Une Peau Parfaite

Un visage lisse, figé, sans ride ni expression . Sans grain de beauté, ni cicatrice. Aucun témoignage du temps qui passe. Pas de bouton, de point noir, de pore dilaté,encore moins de rougeur. C’est ça la peau parfaite. Elle est partout d’Instagram à mon magazine de mode, en passant par un énorme panneau publicitaire à l’arrêt de bus, impossible de la louper.Elle est photoshopé jusqu’à la dernière couche de l’épiderme.

Je ne me classe pas dans la catégorie des peaux à problèmes. De ce côté là, les gènes parentales ont plutôt bien fait leurs jobs et m’ont donné une peau quasi « parfaite ». Pas d’acné, à peine sèche, pas du tout grasse. J’avoue qu’au moment où j’écris ces lignes, je touche du bois pour que mon cycle hormonal n’en décide pas autrement. Mais malgré ce cadeau de la nature, je ne peux m’empêcher de penser que mon épiderme est plein de défauts et que mes rougeurs hivernales sont une CATASTROPHE .

Pour palier à ce mal être je me peins donc consciencieusement le visage tous les matins. A coup de base lissante et de fond de teint #iwokeuplikethis #flawless . Et j’ai pris conscience du ridicule de la chose en allant justement m’acheter le précieux produit. Quand la vendeuse m’a fait remarquer que je n’en avais pas besoin parce que « le fond de teint c’est plutôt pour les gens qui ont des vrais problèmes de peau et des vrais imperfections » . Je me suis retrouvée un peu conne . C’est vrai,pourquoi diantre j’étouffe ma peau alors qu’elle n’en a pas besoin. La réponse est simple, parce que je suis habituée à croiser tous les jours des images de peaux lisses sans aucune imperfection ni rougeur . Alors je cherche à tout prix à cacher mes pores parce qu’il semblerait qu’il soit devenu  indécent de les montrer. Je me suis auto éduquée à penser que la peau parfaite devait ressembler à une matière lisse et sans défaut.

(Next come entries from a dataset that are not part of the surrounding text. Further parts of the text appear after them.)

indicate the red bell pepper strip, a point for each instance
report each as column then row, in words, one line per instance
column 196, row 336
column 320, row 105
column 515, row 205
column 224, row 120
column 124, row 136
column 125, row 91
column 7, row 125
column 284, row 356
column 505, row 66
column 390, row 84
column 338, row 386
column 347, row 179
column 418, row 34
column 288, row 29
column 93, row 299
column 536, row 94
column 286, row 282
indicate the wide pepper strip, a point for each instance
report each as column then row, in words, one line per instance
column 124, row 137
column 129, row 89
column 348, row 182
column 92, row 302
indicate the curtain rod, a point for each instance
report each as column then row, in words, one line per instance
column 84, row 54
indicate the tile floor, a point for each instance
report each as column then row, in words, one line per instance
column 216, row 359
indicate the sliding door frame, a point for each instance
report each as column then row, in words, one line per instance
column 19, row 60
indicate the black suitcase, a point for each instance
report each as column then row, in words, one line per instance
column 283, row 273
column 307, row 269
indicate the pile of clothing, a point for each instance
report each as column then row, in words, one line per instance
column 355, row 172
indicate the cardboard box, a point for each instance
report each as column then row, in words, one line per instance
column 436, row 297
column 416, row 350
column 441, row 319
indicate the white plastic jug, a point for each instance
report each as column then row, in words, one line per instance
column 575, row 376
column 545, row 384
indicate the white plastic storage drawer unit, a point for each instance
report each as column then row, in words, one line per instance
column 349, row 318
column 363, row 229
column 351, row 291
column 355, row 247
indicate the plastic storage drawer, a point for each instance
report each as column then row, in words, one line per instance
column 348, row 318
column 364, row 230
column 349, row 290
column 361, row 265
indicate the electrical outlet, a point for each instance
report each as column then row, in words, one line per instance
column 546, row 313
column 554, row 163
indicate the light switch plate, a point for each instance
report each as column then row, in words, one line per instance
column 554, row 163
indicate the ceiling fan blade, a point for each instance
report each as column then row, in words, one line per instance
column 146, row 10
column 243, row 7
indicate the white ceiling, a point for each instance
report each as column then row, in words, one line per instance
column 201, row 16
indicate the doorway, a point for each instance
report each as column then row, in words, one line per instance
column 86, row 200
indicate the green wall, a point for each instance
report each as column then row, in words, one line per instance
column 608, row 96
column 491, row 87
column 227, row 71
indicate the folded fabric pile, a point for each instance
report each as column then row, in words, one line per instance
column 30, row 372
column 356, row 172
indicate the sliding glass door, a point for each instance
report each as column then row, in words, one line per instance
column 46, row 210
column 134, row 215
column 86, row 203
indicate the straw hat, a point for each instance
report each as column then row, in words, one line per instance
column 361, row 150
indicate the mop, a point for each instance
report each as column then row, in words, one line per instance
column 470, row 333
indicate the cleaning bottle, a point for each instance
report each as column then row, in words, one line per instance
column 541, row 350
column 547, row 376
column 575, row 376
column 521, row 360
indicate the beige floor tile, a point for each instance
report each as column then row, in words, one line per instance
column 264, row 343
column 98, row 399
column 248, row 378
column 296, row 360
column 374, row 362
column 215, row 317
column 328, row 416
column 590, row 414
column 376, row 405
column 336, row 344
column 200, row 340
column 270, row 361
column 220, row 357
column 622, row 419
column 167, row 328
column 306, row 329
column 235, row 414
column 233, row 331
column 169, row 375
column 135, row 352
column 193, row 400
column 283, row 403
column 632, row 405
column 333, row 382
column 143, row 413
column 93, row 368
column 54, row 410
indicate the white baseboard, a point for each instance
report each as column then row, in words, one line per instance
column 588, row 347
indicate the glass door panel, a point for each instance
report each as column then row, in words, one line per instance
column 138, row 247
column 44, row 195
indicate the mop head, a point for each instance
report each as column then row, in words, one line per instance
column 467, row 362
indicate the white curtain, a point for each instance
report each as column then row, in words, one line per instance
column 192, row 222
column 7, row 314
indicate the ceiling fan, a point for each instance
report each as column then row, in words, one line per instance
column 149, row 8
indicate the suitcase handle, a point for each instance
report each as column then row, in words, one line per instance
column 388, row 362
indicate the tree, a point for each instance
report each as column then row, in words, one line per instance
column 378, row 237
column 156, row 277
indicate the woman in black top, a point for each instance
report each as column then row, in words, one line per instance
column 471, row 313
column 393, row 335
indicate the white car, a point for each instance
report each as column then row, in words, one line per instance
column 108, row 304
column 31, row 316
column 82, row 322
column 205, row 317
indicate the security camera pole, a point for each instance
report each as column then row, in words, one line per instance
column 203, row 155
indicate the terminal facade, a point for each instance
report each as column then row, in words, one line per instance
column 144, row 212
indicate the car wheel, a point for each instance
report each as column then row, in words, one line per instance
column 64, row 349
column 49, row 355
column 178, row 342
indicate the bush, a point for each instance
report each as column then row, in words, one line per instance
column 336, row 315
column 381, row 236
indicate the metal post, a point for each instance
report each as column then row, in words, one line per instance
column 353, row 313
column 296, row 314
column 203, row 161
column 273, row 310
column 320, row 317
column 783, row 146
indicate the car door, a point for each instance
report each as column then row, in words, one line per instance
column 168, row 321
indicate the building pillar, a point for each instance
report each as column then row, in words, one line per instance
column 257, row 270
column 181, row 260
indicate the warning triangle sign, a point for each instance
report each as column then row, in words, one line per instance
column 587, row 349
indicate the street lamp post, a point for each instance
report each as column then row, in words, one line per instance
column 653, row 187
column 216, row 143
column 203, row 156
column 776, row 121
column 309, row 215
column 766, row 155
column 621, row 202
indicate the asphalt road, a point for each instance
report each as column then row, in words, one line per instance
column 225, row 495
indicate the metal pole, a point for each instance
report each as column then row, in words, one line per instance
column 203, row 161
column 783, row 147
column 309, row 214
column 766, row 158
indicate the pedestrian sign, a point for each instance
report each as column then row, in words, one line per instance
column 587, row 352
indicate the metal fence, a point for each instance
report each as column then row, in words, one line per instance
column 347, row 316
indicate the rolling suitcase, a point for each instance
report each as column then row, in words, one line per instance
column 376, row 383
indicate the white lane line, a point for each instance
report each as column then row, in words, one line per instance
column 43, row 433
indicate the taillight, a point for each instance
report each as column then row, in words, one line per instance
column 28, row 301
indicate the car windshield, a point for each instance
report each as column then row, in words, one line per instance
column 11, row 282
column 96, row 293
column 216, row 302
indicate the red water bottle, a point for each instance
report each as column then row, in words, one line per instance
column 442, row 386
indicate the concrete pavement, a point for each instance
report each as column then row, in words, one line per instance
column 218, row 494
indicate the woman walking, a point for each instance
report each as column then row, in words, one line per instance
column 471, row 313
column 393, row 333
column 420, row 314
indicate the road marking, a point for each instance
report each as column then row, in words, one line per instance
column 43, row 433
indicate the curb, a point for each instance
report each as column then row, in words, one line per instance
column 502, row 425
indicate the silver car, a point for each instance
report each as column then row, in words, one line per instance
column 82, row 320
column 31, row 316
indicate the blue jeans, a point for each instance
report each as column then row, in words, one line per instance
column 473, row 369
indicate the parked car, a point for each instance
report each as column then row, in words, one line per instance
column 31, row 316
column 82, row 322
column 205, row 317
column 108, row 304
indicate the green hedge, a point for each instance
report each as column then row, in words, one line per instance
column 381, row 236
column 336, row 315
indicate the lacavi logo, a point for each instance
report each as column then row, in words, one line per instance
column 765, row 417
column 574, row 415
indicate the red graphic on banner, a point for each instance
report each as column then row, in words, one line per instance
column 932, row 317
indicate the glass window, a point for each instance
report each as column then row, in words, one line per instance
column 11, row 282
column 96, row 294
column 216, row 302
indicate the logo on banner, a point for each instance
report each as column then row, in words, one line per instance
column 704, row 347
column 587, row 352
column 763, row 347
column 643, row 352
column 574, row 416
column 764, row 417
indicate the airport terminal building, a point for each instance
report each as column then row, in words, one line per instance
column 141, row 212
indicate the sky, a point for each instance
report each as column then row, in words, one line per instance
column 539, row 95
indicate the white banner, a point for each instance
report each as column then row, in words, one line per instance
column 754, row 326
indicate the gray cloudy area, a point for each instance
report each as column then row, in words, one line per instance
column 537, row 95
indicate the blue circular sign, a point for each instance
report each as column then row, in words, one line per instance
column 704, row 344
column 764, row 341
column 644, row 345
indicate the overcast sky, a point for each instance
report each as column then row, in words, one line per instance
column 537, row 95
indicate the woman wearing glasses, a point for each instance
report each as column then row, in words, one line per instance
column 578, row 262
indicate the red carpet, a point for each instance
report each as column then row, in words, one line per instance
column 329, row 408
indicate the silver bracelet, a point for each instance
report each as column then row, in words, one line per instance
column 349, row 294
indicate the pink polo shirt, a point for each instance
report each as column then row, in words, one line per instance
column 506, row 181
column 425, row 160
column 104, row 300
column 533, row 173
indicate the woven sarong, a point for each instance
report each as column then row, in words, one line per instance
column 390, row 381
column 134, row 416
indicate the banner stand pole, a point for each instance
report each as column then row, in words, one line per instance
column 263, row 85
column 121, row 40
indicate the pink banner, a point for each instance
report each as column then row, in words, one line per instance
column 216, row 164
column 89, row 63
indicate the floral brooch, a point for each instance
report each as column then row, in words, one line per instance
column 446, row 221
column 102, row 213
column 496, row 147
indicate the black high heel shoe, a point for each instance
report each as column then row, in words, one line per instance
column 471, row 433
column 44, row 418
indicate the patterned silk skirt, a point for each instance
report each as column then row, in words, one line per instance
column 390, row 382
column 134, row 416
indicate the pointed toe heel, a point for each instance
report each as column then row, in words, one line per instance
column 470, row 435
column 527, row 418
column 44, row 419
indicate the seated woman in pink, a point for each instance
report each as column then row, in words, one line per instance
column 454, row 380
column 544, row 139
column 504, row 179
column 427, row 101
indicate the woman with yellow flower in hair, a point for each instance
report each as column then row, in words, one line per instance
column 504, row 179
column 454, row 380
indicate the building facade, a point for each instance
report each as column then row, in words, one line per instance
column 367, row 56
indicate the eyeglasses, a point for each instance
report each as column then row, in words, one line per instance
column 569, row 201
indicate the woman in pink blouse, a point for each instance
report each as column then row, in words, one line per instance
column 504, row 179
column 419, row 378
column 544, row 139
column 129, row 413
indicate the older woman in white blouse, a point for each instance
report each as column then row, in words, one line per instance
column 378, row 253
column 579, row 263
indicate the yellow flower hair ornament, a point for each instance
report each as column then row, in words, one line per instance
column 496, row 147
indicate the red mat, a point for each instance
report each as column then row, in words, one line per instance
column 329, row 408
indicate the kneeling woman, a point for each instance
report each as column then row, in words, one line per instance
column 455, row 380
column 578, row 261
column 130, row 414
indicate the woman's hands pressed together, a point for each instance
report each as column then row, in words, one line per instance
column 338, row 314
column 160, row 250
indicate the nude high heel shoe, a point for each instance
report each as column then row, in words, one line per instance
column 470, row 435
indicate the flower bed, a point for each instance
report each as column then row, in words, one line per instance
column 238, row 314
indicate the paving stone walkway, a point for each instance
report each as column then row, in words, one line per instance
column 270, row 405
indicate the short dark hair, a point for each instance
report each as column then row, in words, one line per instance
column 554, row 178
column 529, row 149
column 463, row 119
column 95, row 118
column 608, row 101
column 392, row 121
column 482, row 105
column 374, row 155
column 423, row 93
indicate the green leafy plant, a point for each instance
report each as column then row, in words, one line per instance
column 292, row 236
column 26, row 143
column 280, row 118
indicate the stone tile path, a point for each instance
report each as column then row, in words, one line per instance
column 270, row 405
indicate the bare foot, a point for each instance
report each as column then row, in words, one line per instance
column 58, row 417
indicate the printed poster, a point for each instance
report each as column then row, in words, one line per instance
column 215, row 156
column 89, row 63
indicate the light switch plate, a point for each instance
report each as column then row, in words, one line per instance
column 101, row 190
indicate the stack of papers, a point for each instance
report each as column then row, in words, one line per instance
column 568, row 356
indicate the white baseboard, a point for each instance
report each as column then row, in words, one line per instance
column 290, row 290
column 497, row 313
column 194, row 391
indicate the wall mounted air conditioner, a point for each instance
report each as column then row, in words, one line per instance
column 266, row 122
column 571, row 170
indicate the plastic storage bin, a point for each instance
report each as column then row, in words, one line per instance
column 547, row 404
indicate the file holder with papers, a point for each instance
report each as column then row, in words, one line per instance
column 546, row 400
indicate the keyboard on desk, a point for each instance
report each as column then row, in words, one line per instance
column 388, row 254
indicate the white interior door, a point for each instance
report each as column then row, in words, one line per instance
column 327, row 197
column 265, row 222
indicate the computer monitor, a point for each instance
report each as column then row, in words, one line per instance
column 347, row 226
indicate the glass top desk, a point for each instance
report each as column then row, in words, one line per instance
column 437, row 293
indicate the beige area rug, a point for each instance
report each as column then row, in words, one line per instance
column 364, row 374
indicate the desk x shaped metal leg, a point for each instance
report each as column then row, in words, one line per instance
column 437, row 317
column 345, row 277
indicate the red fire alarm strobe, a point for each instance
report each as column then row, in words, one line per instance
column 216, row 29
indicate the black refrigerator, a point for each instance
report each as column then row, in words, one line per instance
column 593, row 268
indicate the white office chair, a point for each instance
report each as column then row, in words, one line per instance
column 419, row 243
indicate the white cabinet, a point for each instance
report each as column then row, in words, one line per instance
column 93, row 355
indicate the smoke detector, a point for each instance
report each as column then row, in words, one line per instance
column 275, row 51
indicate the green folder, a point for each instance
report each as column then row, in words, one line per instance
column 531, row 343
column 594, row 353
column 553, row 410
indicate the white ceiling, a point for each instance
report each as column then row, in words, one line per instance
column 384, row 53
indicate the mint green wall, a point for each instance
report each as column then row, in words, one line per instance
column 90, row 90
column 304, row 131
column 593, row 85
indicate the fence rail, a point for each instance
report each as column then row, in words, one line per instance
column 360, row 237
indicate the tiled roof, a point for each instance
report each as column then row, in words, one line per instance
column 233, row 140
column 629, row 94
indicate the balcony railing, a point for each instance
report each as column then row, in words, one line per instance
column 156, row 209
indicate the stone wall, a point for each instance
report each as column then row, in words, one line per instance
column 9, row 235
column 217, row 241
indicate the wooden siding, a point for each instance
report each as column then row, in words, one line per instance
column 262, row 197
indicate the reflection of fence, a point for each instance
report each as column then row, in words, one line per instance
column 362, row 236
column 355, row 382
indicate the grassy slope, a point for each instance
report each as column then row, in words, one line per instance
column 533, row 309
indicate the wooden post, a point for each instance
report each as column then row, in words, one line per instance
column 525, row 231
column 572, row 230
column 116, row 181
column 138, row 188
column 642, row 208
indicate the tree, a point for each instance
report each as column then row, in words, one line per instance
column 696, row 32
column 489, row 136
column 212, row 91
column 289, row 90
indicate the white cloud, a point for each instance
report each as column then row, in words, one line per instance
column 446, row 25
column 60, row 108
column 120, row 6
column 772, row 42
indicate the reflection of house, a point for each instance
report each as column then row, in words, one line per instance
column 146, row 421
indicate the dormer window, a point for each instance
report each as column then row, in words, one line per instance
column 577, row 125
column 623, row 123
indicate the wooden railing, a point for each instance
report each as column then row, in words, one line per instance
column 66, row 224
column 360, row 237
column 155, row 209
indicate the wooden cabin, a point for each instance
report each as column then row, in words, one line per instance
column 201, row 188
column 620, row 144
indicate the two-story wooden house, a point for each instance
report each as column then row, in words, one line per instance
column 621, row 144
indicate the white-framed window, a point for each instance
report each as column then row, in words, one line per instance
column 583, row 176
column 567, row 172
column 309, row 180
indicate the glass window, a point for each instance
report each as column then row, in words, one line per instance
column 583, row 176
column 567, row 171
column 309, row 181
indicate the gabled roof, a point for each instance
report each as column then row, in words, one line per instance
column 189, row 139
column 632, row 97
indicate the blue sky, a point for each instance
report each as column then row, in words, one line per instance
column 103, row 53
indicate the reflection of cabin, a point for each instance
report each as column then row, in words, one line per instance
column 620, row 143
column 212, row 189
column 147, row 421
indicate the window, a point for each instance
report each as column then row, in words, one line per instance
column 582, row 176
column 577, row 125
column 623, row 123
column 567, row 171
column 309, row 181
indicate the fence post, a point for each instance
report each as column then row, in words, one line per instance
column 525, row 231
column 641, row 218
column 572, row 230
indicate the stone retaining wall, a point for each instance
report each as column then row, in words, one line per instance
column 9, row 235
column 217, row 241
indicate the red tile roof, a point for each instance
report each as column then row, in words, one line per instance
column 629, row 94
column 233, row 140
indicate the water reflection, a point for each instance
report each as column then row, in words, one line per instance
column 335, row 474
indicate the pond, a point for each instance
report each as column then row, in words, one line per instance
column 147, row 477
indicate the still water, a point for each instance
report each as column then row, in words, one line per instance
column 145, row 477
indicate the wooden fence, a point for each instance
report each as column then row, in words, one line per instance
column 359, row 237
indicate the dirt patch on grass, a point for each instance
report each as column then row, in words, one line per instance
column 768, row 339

Consciente de cela je suis quand même repartie avec ce que j’étais venue chercher, soulagée de ne pas avoir à exhiber mes défauts épidermiques un instant de plus.

Si ces visages ultra lisses m’ont traumatisé je n’ose imaginer l’impacte sur ceux qui ont de réelles problèmes de peau. Double sentence il me semble, en plus de la douleur physique liée aux problèmes dermatologiques, ajoute la douleur psychologique de te sentir hors de « la norme  » si stricte et inatteignable . Et inutile de chercher du réconfort auprès de la presse féminine, rien de déculpabilisant bien au contraire. Insidieusement et sous couvert de bon conseil , à coup de « commandements » et d’utilisation du verbe « devoir » à la pelle on te fait comprendre les bonnes pratiques à adopter. Penses gommage, masque, hydratation  . Une fois ta peau bien dénaturée, asséchée, agressée, débarrassée de la moindre peau morte , on t’emballe le tout d’un petit conseil supposé rassurant du type : » faites confiance à votre peau « . Est-ce qu’on serait en train de t’avouer que finalement on ne peut pas lutter contre la nature? Que c’est normal si parfois à cause de tes hormones tu as un ou deux boutons qui apparaissent avant tes règles ou ta peau qui devient un peu plus grasse. Est-ce qu’on est en train de t’avouer que tout ce qu’on vient de te dire est une énorme supercherie, un simple coup marketing? Un moyen de te faire complexer pour te vendre mille et un produits tout en sachant que ça ne servira strictement à rien puisque de tout façon l’objectif est impossible à atteindre? Je n’ose y croire!!! Blague à part, même consciente de tout cela je n’arrive pas à décomplexer totalement face à ces photos déshumanisées à grand renfort de floutage et de lumières banches devenues pseudo réalité.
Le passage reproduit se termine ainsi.